Oil marketers believed they had a total of 61 million litres of jet fuel, only to learn that the Kenya Pipeline Company (KPC) only had 10.5 million litres in its stocks. There is simply no clear explanation about the whereabouts of the fuel. It is what it is - a mystery. What is of no doubt however is that there is massive siphoning of fuel taking place.
Oil marketers are searching for answers from KPC. They have since written a letter addressed to the acting KPC managing director Hudson Andambi, in a quest for the truth.
"The (51 million litres) variance of our DPK/Jet stocks in the KPC system requires an explanation from KPC as we have already imported this stock and discharged it into the KPC system, and the same confirmed in your records," the letter read.
"Why are we being asked to buy more fuel when we had enough stock?"
The siphoning of fuel at KPC has been conspicuous really. But each time they have dodged scrutiny by accounting the lost fuel in their books as "spillage." They have been on the spotlight for quite some time now. This "spillage" paid either by "insurance companies or passed onto consumers through a racket that involved the Energy Regulatory Commission."
There is a shadowy syndicate operating at KPC, and oil marketers have had enough now. KPC say that they welcome forensic audits.
"This is precisely why we welcomed the request for a forensic audit," Mr John Ngumi, the chairman of KPC, said.
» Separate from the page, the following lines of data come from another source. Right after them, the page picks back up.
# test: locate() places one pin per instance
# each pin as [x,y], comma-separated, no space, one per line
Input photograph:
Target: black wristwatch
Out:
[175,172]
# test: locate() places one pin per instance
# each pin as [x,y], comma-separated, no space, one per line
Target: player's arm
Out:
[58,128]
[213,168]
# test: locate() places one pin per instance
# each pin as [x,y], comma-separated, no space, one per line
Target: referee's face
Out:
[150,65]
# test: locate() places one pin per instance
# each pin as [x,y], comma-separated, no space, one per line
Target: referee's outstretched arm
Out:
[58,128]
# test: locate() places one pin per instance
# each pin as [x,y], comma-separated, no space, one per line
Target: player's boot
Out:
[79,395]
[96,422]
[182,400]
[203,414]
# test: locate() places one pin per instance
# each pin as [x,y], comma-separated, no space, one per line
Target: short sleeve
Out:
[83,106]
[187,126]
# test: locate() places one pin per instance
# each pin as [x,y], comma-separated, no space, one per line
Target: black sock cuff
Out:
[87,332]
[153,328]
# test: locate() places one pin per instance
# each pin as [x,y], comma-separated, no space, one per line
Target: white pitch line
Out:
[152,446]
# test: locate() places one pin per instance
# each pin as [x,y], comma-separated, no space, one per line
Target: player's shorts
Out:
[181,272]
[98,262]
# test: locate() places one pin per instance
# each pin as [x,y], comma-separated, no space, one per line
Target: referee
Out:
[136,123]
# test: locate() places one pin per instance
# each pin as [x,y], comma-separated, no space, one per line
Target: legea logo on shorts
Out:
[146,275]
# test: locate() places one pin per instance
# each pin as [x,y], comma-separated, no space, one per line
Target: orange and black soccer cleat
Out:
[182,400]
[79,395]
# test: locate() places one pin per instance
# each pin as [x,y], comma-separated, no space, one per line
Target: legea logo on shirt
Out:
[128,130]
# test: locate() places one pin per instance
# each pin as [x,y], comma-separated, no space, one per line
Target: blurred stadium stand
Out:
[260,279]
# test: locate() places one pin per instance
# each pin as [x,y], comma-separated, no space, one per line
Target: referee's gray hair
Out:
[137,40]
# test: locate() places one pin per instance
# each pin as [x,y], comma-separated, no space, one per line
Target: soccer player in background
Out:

"We have had a historical problem with jet oil losses at the pump station at the airport, and also because of the adulteration ... we believe we have cracked the JKIA problem."
Much of the missing fuel is just reported as spillage or theft. It raises alarm, and creates bad conditions for the aviation industry in Kenya.
It is believed that the missing fuel has been sold to adulterate petrol. The scandal has caused disagreements within the company's board and has resulted in Joe Sang (then Managing Director) to be booted out. Other senior managers were also shown the exit door.
Joe Sang faced criminal charges, but it now appears that KPC is deeply rotten more than anyone can think.
Where are the millions of jet fuel going? Who is benefiting from this scandal? It is beyond any reasonable doubt that it is imperative to have more and more forensic audits at KPC.